PR firm Connect Communications, run by former Labour MP Andy Sawford, even provides courses for clients on how to identify MPs to sit on an APPG and how to secure media coverage for the committee’s work.

But it’s not just stories of bad behaviour abroad and potential lobbying scandals which is causing concern. There are also legitimate security issues about the groups being hijacked by bodies hostile to Britain.

Last year Sir Lindsay Hoyle cited a warning from British intelligence services naming Christine Lee, a 58-year-old Anglo-Chinese lawyer, as a suspected Chinese agent. In an email, Hoyle said Lee had been engaged in ‘political interference activities on behalf of the Chinese Communist Party engaging with MPs in Parliament and a now defunct All-Party Parliamentary Group called Chinese In Britain’.

Lee donated around £500,000 to the office of Labour MP Barry Gardiner between 2015 and 2020.

Gardiner, who held the shadow Cabinet International Trade portfolio when Jeremy Corbyn was Labour leader, used most of the money for staff costs, including hiring Christine Lee’s son as a diary manager.

He later denied being used as a ‘useful idiot’ by China.

Andrew Mitchell, the Minister of State for International Development, was a member of the discredited Chinese APPG between 2016-17, as was Nadhim Zahawi, who is now chairman of the Conservative Party.

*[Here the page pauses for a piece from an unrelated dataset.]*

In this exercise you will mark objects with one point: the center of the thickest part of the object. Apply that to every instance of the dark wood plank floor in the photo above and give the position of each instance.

Supporters of the ‘country APPGs’ argue that they play a valuable role in building links abroad. But Alison Giles, parliament’s director of security, told the Commons standards committee last year she feared they were ‘particularly attractive routes of access to parliamentarians’.

David Morris (pictured), Tory MP for Morecambe and Lunesdale, is so well travelled he has been dubbed ‘Air Miles’ Morris by colleagues

She said many all-party groups ‘will be actively looking for the kind of support that foreign entities and governments would be only too pleased to provide’, including ‘a secretariat that might influence the agenda, funding for foreign visits and guest speakers’.

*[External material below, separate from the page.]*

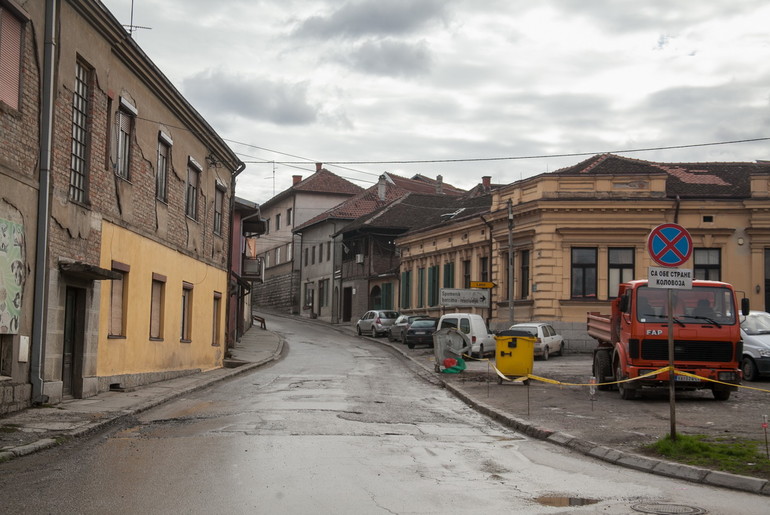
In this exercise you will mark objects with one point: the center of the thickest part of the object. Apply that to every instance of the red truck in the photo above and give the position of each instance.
(633, 340)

Take, for instance the Qatar APPG, chaired by former Welsh Secretary Alun Cairns. It received £220,000 in donations to cover trips to the Middle East state between October 2021 and February 2022, money that was provided by the Qatari foreign ministry.

The Qataris, of course, denied lavishing the money on MPs to try to buy their silence over the country’s ban on homosexuality and appalling human rights record in the run-up to last year’s World Cup.

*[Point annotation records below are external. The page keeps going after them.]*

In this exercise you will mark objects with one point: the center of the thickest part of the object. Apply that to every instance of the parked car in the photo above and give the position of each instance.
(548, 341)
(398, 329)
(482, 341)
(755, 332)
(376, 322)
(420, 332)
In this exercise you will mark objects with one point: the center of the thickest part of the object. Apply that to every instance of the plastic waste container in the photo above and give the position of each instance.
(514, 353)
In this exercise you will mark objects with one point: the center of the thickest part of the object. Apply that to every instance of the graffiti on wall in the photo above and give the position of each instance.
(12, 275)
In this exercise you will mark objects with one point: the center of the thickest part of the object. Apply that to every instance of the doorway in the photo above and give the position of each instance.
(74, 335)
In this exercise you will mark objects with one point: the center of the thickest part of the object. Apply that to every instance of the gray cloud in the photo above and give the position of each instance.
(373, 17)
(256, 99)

As more criticism emerges of the APPGs, the Standards committee will soon publish a report with a series of sweeping recommendations designed to stamp out any potential abuses by foreign powers and commercial lobbyists.

Committee chairman Sir Chris Bryant says: ‘All-Party Parliamentary Groups are useful, but they must never be a backdoor means of peddling influence around the corridors of power or pursuing a commercial interest.’

Nor should they be a means for MPs to cavort with prostitutes and drink to excess — all at someone else’s expense.